Lompat ke isi utama

Berita

Putusan MK: Bawaslu Berwenang Memutus Pelanggaran Administrasi Pilkada

Flayer

Mahkamah Konstitusi menegaskan Bawaslu kini berwenang memutus pelanggaran administrasi dalam pilkada, bukan sekadar memberikan rekomendasi.

Jakarta – Mahkamah Konstitusi (MK) menetapkan bahwa Badan Pengawas Pemilihan Umum (Bawaslu) berwenang memutus pelanggaran administrasi dalam Pemilihan Kepala Daerah (Pilkada). Putusan ini menegaskan bahwa hasil pengawasan Bawaslu terhadap pelanggaran administrasi tidak lagi hanya bersifat rekomendasi, tetapi merupakan putusan yang memiliki kekuatan hukum mengikat.

Dalam pertimbangannya, Mahkamah menilai terdapat perbedaan dan ketidaksinkronan dalam penanganan pelanggaran administrasi antara Pemilu dan Pilkada.
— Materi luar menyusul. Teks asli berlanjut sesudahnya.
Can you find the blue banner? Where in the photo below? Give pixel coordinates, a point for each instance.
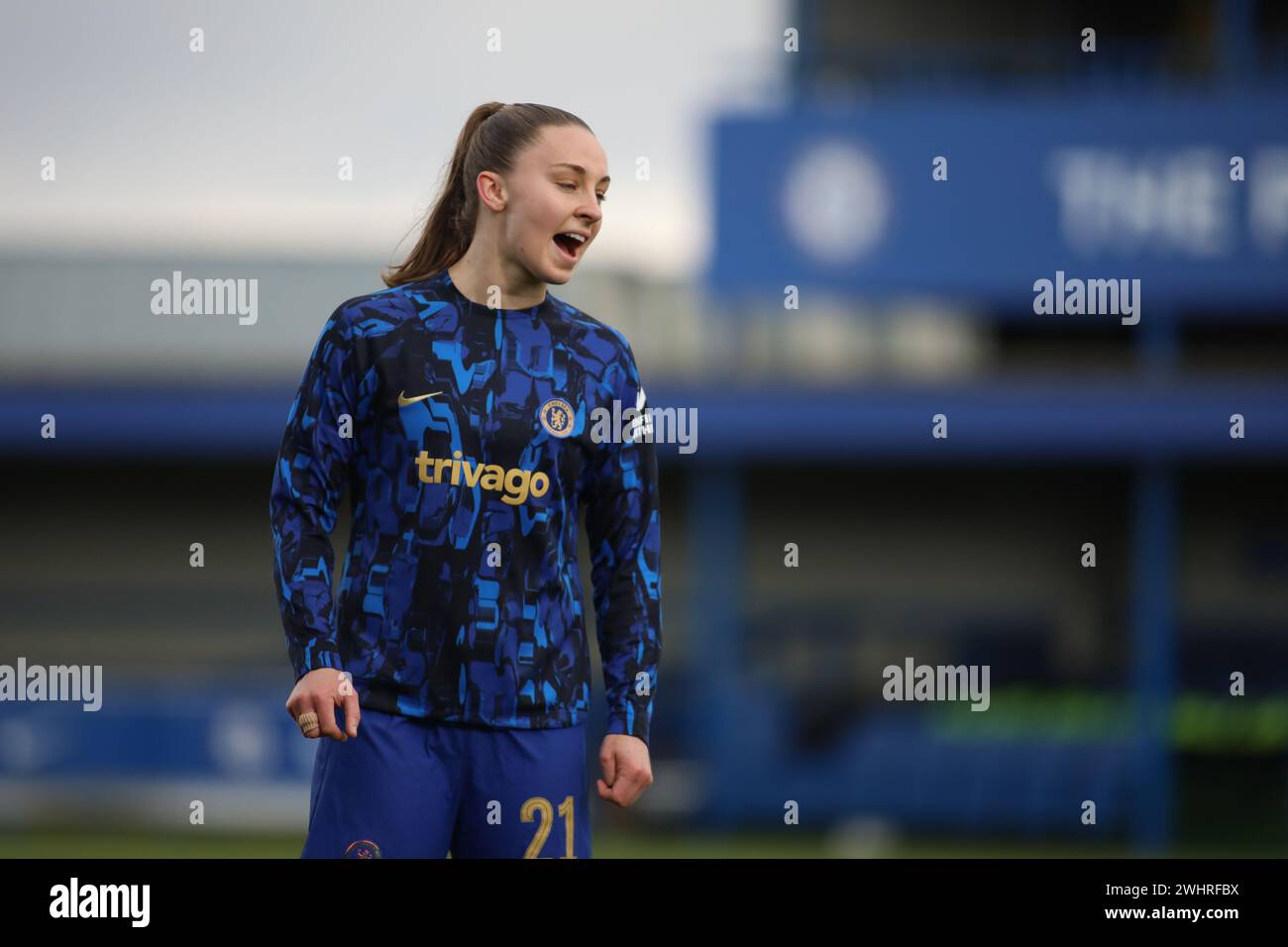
(980, 198)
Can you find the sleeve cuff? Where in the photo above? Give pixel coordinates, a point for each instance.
(322, 654)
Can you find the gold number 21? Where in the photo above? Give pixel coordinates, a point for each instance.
(540, 805)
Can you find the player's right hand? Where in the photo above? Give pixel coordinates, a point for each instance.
(322, 690)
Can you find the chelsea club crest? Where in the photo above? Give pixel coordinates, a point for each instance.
(557, 418)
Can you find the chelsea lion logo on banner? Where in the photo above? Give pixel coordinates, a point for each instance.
(557, 416)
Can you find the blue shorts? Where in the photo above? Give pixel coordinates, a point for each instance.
(407, 788)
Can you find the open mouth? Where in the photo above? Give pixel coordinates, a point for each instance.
(568, 245)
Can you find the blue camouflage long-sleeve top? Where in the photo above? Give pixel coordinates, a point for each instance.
(469, 438)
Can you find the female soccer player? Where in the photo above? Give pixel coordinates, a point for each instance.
(472, 414)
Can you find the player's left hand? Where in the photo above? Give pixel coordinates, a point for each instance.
(626, 768)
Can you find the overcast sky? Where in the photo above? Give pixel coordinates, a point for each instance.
(236, 149)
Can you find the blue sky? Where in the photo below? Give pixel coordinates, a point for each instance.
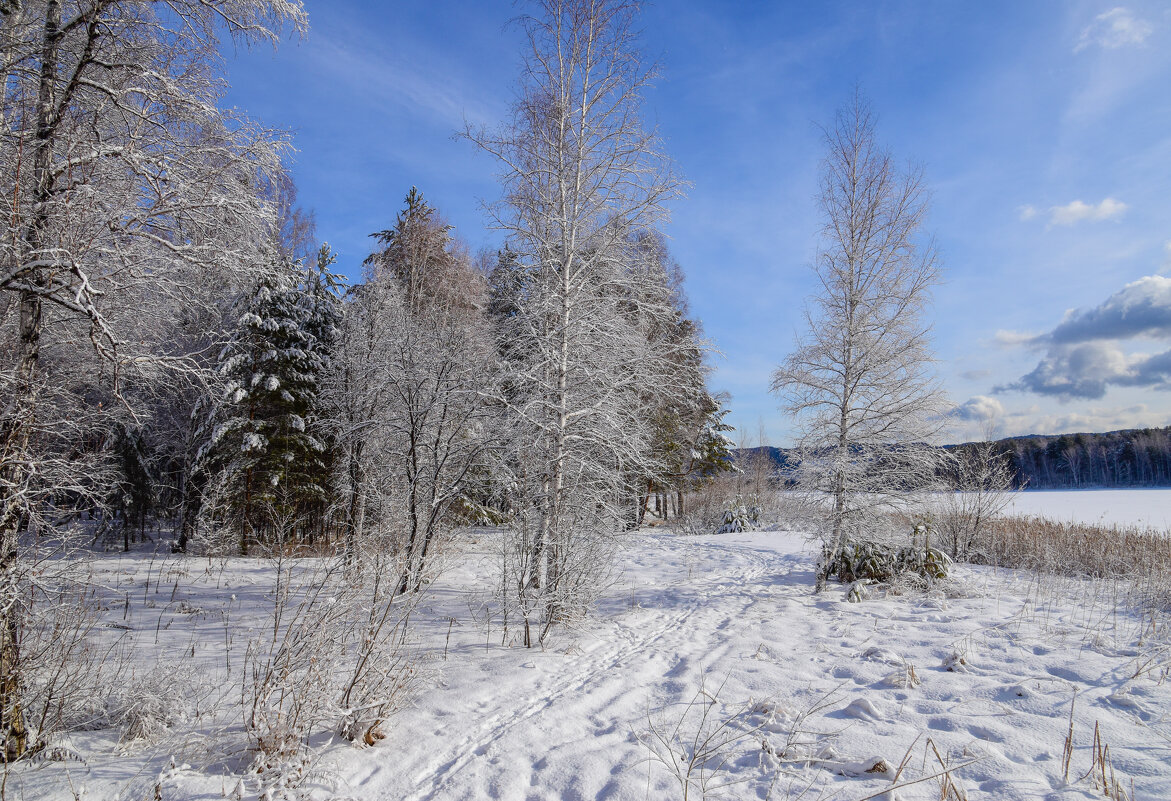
(1043, 128)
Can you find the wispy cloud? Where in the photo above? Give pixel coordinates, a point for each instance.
(1117, 27)
(1087, 212)
(978, 409)
(1095, 418)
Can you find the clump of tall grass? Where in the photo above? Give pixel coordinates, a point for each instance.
(1142, 556)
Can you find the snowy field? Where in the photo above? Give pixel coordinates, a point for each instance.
(1149, 508)
(805, 696)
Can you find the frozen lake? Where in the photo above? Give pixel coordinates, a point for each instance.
(1124, 507)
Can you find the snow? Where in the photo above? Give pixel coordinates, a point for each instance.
(1149, 508)
(814, 691)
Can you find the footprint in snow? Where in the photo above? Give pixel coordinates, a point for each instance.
(863, 709)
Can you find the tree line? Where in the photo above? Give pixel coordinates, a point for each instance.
(179, 358)
(1130, 458)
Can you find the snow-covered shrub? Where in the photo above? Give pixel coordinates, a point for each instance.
(740, 515)
(869, 560)
(333, 658)
(149, 705)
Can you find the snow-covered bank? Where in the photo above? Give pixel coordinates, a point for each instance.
(984, 671)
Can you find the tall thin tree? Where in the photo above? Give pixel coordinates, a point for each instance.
(582, 177)
(860, 382)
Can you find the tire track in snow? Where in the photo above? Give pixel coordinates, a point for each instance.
(591, 668)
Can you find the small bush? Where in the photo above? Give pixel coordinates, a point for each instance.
(865, 560)
(740, 517)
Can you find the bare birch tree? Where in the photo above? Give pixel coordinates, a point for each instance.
(582, 178)
(861, 383)
(125, 187)
(411, 389)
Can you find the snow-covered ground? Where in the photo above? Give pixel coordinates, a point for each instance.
(819, 696)
(1149, 508)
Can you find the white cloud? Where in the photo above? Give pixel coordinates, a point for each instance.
(1079, 212)
(1117, 27)
(979, 409)
(1033, 420)
(1006, 339)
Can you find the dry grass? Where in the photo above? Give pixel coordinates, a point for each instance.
(1141, 556)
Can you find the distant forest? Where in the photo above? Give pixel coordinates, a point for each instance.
(1131, 458)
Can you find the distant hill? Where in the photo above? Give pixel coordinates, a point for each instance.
(1127, 458)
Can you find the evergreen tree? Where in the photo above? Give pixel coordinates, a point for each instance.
(266, 445)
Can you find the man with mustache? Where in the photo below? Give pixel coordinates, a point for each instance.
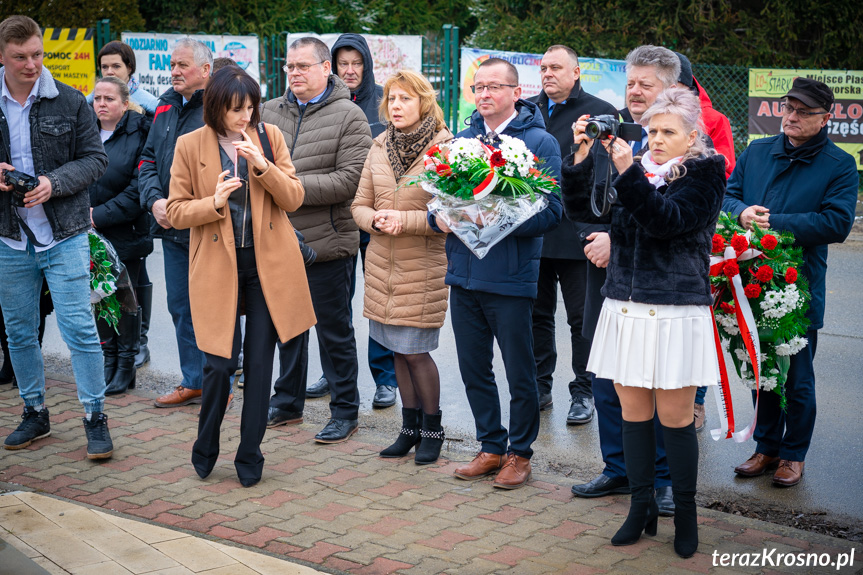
(649, 71)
Selama ini, Bawaslu berwenang memutus pelanggaran administrasi pada penyelenggaraan pemilu, namun dalam konteks pilkada, kewenangan tersebut terbatas pada pemberian rekomendasi yang pelaksanaannya bergantung pada keputusan Komisi Pemilihan Umum (KPU).

MK menilai kondisi tersebut membuat hasil penanganan pelanggaran administrasi oleh Bawaslu dalam pilkada menjadi tidak memiliki kekuatan hukum yang mengikat, sehingga berpotensi menghambat penegakan integritas dalam penyelenggaraan pemilihan kepala daerah.

Oleh karena itu, Mahkamah menegaskan bahwa frasa “rekomendasi” dalam Pasal 139 ayat (1), ayat (2), dan ayat (3) Undang-Undang Nomor 1 Tahun 2015 harus dimaknai sebagai “putusan”, sementara frasa “memeriksa dan memutus” dalam Pasal 140 ayat (1) harus dimaknai sebagai “menindaklanjuti putusan”.

Pemaknaan tersebut dimaksudkan untuk menjaga keselarasan kewenangan antar lembaga penyelenggara pemilu serta menjamin asas keadilan, kepastian hukum, dan kesetaraan sebagaimana diatur dalam Pasal 22E ayat (1) dan Pasal 28D ayat (1) Undang-Undang Dasar 1945.

Lebih lanjut, MK juga mengingatkan perlunya penyelarasan dasar hukum pemilihan umum dan pilkada, mengingat kedua rezim tersebut kini memiliki karakteristik hukum yang serupa. Pembentuk undang-undang diharapkan segera melakukan revisi terhadap regulasi yang terkait, guna memperkuat kelembagaan penyelenggara pemilu serta mewujudkan pemilihan yang berintegritas dan berkeadilan.